La région Occitanie s’est aussi engagée avec Pôle emploi sur un projet particulièrement innovant en capitalisant sur les apports de l’intelligence artificielle dans le domaine de la formation professionnelle dont la responsabilité relève de la région. “L’IA va analyser le contenu des offres d’emploi locales pour dégager quelles compétences techniques et comportementales sont demandées. Nous allons ensuite croiser le contenu pédagogique de nos formations afin de s’assurer qu’elles sont en adéquation avec les besoins du marché et le cas échéant les ajuster.” Un premier budget a été dégagé pour l’analyse et la conception d’un démonstrateur et le projet est actuellement en pré-industrialisation.
Pour Benoit Dehais, l’innovation implique d’autres approches budgétaires. “Cela suppose une capacité à prendre des risques mesurés. La DSI doit faire accepter à sa direction générale qu’un projet n’aboutisse pas tout de suite à la différence d’un chantier classique. Le code des marchés publics envisage ce cas avec la possibilité de mener des études de cadrage.”
Nouvelles compétences, nouvelle organisation de la collectivité
Avec 80 agents au sein de sa DSI, la Métropole Européenne de Lille connaît une pyramide des âges vieillissante.

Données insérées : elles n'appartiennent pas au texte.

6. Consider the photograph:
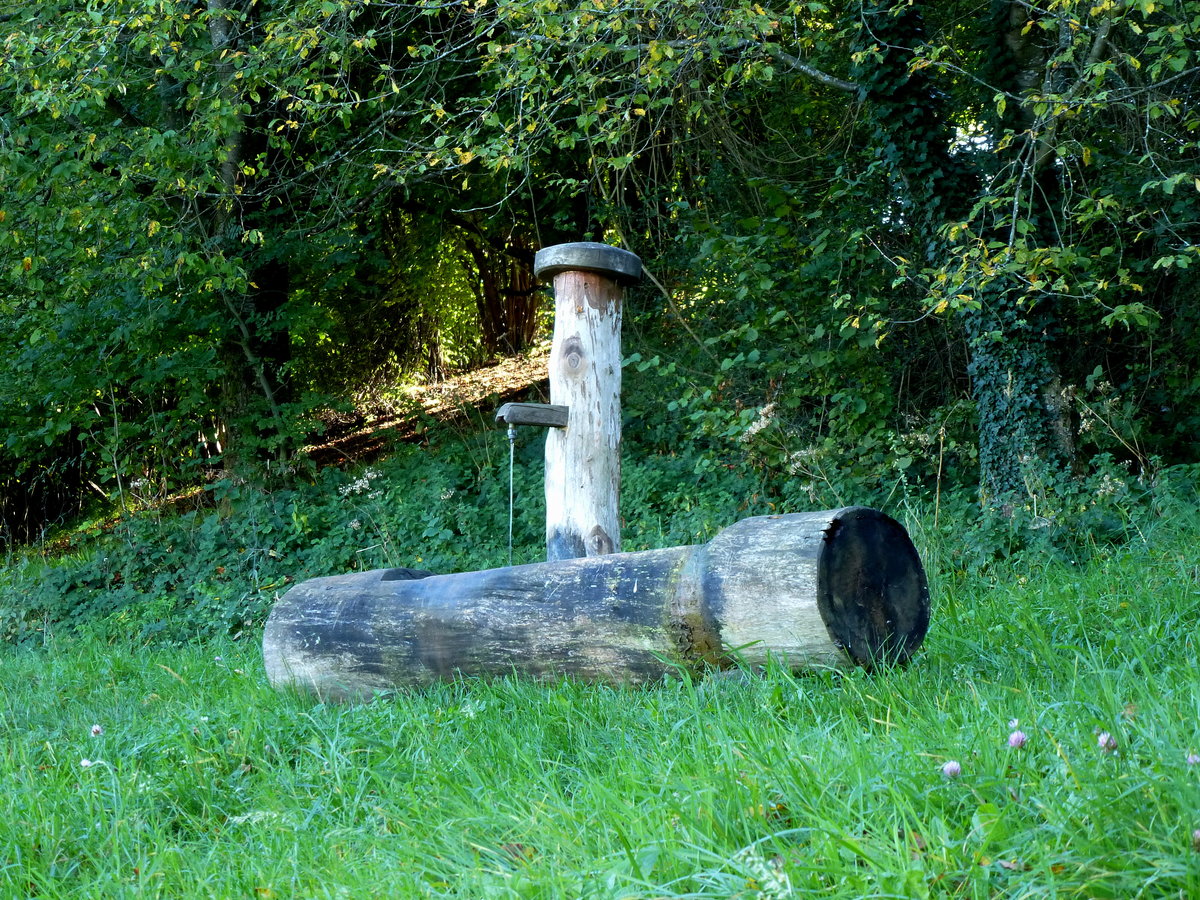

Sous l’effet du papy-boom, 20 % de son effectif est parti ou va partir à la retraite sur la période 2015-2020. Se pose la question de leur remplacement compte tenu des tensions actuelles sur le marché du travail.
“Je n’avais jamais été confrontée à une telle pénurie de compétences, déplore Sabine Guillaume. Le bassin d’emploi local est pourtant dynamique, la métropole lilloise est agréable et comprend de nombreuses écoles d’ingénieurs. Mais il y a le problème de la rémunération, y compris entre collectivités.” Par ailleurs, pour chaque départ, l’iso remplacement est rare. “Les missions évoluent très vite et il faut assurer une montée en compétences, du poste de travail vers l’expertise.”
Benoit Dehais observe, lui, les impacts de la transformation numérique sur l’organisation de sa DSI. L’innovation va de pair avec l’adoption de méthodes agiles, des démarches DevOps et design UX. Il forme ses équipes à ces nouvelles approches méthodologiques centrées sur l’utilisateur. Pour autant, il rappelle que la DSI reste avant tout attendue sur la gestion du quotidien. “L’urgence est traitée en priorité, l’innovation passe dans un second temps.”
Comment s’organiser en conséquence ? “Faut-il avoir des équipes dédiées à l’innovation ou bien répartir l’innovation sur l’ensemble des compétences ?, s’interroge-t-il. A la région Occitanie, nous avons fait un choix entre les deux. Des animateurs font bouger les lignes tout en essayant d’embarquer le plus grand nombre de collaborateurs. Il ne peut pas y avoir le gars qui fait un job de rêve et, à côté, les soutiers.”